Redliners by David Drake

Farrell armed another grenade without lifting it from the satchel. He threw the satchel as far as he could into the jungle before him. Crouching against the coming blast, he aimed his stinger.

Over my dead body, you baby-killing bastards. And not even then.

Meyer rapped Seligman’s shoulder. He was driving the lead bulldozer with her for guard. “Turn us around,” she said. The staffer had a helmet as part of the hard suit: he was on the C41 net and knew what was going on. “Drive right into the wogs. They’ll run when they see this coming, right?”

The lead squad, five strikers under Jonas as senior man in lieu of a noncom, was shouting at the nearby cits to lie down. Jonas and two of his people jogged back down the trail to the expected point of contact.

“Are you out of your mind?” Seligman cried. He put the tractor in neutral. “I’m no soldier, honey! You go fight them yourself!”

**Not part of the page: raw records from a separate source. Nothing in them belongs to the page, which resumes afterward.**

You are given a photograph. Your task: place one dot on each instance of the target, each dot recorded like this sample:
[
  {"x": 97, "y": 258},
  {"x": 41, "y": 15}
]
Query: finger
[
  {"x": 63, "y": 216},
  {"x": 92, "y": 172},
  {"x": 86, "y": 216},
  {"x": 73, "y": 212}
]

Matthew Lock clambered onto the tractor’s deck. He was awkward because he held a stinger and hadn’t rigged the sling over his shoulder to free both hands.

“For God’s sake, Seligman!” Meyer shouted. “They need us back there! I can’t get there wearing armor myself.”

“I’m not going any damn where!” the staffer replied. “You don’t have any right—”

Lock tapped the muzzle of his stinger on the helmet at roughly the position of Seligman’s right ear. “Do as Striker Meyer orders or I’ll kill you,” he said in a clear voice. He rapped the helmet again.

“You can’t—” Seligman said.

Meyer fired one round into the front mesh. The pellet disintegrated with a whack and a red flash that looked brighter because of the cab’s dimness. “Turn this son-of-a-bitch!” she shouted.

Seligman thumbed a roller switch on his left handgrip. The blade rose slowly with a whine that made Meyer’s armor rattle everywhere it touched the tractor. The seat and controls were insulated from vibration but the rest of the vehicle wasn’t; Meyer was familiar with the experience by now. It wasn’t the sort of thing you got used to, any more than you’d get used to being punched in the face.

“Don’t cut a trail!” Lock shouted in the staffer’s ear. He must think the armor deadened hearing; in fact, the receptors were more sensitive than the ears they served, though they clipped loud noises to safe levels with cancellation waves. “Just get us back the fastest way without running anybody over!”

Seligman scissored the left control bar to the rear and the right one forward. The treads ground in opposite directions, turning the bulldozer in its own length. Meyer knew the maneuver stressed the running gear and was likely to throw a track, but it was still the fastest way to change direction. She didn’t complain.

If the staffer hoped to disable the vehicle, he failed. He shifted the bulldozer forward, then swung outward to avoid a giant whose spread of buttress roots he’d skirted on the opposite side a few minutes before. The blade continued to rise. For a moment the solid lower portion blocked most of the frontal vision from the cab.

Grenades went off ahead; Meyer felt the shocks despite the racket the tractor made busting brush. She thought she heard the pop of stingers.

“Striker!” Lock said. He held the stinger up to her. “How do I fire this?”

Meyer looked at the civilian’s earnest face. You couldn’t fault him for lack of balls, anyway. “This is the safety,” she said, pushing the button on the receiver over the trigger. A telltale went from green to red. “Now you pull the trigger. But for God’s sake watch where you point it!”

A fruit the size of a pumpkin hit the roof of the cab and squashed as enthusiastically as a bomb bursting. Green juice sprayed in all directions and began to drip down. Meyer shoved Lock completely beneath the roof overhang. Her hard suit wasn’t affected and the tractor’s nickel steel body merely discolored. Chunks of branch and foliage lying in the path of the spreading juice turned black and began to smolder.

Meyer shifted the tank of the flame gun to her left side, taking the nozzle in that hand. She hated flame guns—even more so since she’d seen hers incinerate Top Daye, but it might be the margin of survival.